Shaun the Sheep boards a plane to go skydiving. As he falls from the sky without so much as a parachute, his limbs flail wildly as he tries to avoid massive floating bales of hay. If Shaun hits just one, it’s game over.
It’s not the type of adventure the popular British character would normally embark upon, but this game wasn’t created by the professionals inside Bristol, England-based Aardman Animations. Instead, “Shaun the Sky Diving Sheep” was made by a fan using the coding program Scratch and published on the Shaun’s Game Academy website.
“Kids come up with such crazy ideas that adults generally never think of,” says George Rowe, a digital producer at Aardman. “We wanted them to be able to make and play each other’s games.” The studio launched Shaun’s Game Academy in May with an aim to teach children about coding and the process of making a game.
Children and web programming are now together at the forefront of early learning. Scratch and Tynker are two of the several web-based tools available to teach kids how to code. The recent Kickstarter campaign for ScratchJr, a programming language designed for five- to seven-year-olds, more than tripled its US$25,000 fundraising target. Children can also learn via iPad apps like Daisy the Dinosaur and Hopscotch. With new jobs opening up in tech circles, no parent wants their child to fall behind the curve. Neither do governments.
Earlier this year, the UK announced a £500,000 investment to train teachers in software coding as part of a push to get coding into this September’s school curriculum for kids as young as five. Also in Britain, Year of Code is an independent, nonprofit project to get people across the country coding for the first time in 2014. In the US, everyone from sports legends to Hollywood actors—and even President Obama—joined their voices for the Hour of Code campaign to push kids and adults alike into computer science. Think these two countries are ahead of the game? Estonia already has school programs that teach first graders computer programming.
What’s often missing, however, is an area for those young children to be further engaged beyond the classroom. “There isn’t that community hub where kids who are interested in coding can find out about things,” Rowe says.
In Ireland, Harry McCann was 12 when he first walked into the CoderDojo, a volunteer-led movement teaching kids around the world how to code. He looked around the room and saw most of his fellow students were younger than him. Regardless, everybody was helping each other out. “Age was really only a number,” he says. “A seven-year-old could be showing a 14-year-old what to do.”
Within months, McCann was a volunteer, but he eventually saw a need for those who graduated past the basics of the CoderDojo.

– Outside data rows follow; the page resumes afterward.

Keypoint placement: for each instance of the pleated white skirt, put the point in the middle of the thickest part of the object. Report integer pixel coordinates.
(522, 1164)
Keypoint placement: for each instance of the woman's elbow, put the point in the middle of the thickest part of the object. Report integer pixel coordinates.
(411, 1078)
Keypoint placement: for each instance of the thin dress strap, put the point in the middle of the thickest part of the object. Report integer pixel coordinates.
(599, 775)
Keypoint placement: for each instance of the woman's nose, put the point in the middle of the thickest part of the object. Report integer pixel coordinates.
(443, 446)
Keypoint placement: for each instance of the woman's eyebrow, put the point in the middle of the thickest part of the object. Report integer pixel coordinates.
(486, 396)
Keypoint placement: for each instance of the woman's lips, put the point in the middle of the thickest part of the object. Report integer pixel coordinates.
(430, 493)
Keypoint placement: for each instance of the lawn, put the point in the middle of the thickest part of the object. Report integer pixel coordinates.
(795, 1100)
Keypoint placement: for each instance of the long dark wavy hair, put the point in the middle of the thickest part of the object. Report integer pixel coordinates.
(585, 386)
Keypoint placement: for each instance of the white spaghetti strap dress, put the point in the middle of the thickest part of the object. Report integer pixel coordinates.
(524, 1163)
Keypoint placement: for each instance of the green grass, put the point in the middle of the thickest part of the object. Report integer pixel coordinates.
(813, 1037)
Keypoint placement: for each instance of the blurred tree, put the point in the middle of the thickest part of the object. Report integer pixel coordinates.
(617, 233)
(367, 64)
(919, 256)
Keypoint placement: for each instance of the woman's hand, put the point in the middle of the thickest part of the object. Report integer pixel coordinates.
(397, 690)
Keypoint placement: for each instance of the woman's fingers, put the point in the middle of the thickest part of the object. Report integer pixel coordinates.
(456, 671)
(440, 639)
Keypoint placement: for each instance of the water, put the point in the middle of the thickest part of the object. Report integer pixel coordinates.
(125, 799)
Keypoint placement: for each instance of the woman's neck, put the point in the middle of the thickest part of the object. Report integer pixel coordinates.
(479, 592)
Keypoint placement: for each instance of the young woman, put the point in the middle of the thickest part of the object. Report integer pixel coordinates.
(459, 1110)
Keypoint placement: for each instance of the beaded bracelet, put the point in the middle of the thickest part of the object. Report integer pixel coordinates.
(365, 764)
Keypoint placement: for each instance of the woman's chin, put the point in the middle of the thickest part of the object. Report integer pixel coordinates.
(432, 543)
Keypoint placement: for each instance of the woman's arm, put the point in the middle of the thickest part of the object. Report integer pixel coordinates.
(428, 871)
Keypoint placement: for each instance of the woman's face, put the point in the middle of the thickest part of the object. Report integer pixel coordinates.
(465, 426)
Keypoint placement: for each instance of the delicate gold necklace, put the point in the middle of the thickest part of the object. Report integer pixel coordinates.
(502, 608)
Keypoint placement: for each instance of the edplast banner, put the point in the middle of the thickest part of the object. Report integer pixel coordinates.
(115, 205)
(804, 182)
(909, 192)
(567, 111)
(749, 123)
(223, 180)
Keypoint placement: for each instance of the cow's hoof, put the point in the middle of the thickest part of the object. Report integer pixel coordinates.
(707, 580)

To build off that foundation, he started Kid Tech, which offers 10-week courses. “I wanted to offer every child the opportunity to become an app developer or a game designer,” the 15-year-old founder and CEO of Kid Tech says. “Some of the youngest app developers are 11 or 12.”
Of the products he’s seen produced through his courses, one app allows users to take pictures of all their clothes and virtually dress a doll to see which outfit looks best. “Kids don’t struggle to find ideas,” McCann says. “They just struggle to find ways to build them.”
Ten years ago, Sanna Nilsson was like many teenagers on social media today. Only before Facebook was rampant in her native Sweden, her friends used the internet community site Playahead. “The way the profile worked was you could personalize them using HTML,” the 25-year-old says. Nilsson says it became competitive to keep a page updated and cool, even checking out blogs dedicated to coding snippets for Playahead. “I don’t think people knew they were coding,” she adds. “You were just so focused on getting your text pink and your music playing when someone entered your profile.”
Last year at the Hyper Island digital media school in Stockholm, Sweden, Nilsson and two of her female classmates talked about how they wished they were introduced to coding earlier in life. In a three-week school module, they invented the character Cody Coder (pictured above) for an eBook aimed at children aged five to 10. It was called My First Website – Cody Coder’s guide to HTML.
News of their goal to get young children into web programming received media attention, from Business Insider to the Washington Post. The Swedish trio founded Codarica, added a female character to their storytelling (Holly Hacker) and moved to L.A. two weeks ago to take part in the Disney Accelerator 15-week mentorship program for tech start-ups. Their goal is to use storytelling to convey a full programming language, such as HTML, and build a brand kids can identify with to stay engaged with web programming. “There are lots of communities for developers who are adults, but not for kids,” says Nilsson, Codarica CEO. “We hope that we can be that portal.”
This fall, Codarica will release its first app game Codequest: Website Adventures, where kids will learn to make a website firsthand. Nilsson talks about a future brand that features TV shows, merchandise and an augmented reality app.
“What people haven’t understood yet is that coding is 21st century literacy,” Nilsson says. “The future storytellers really are coders.”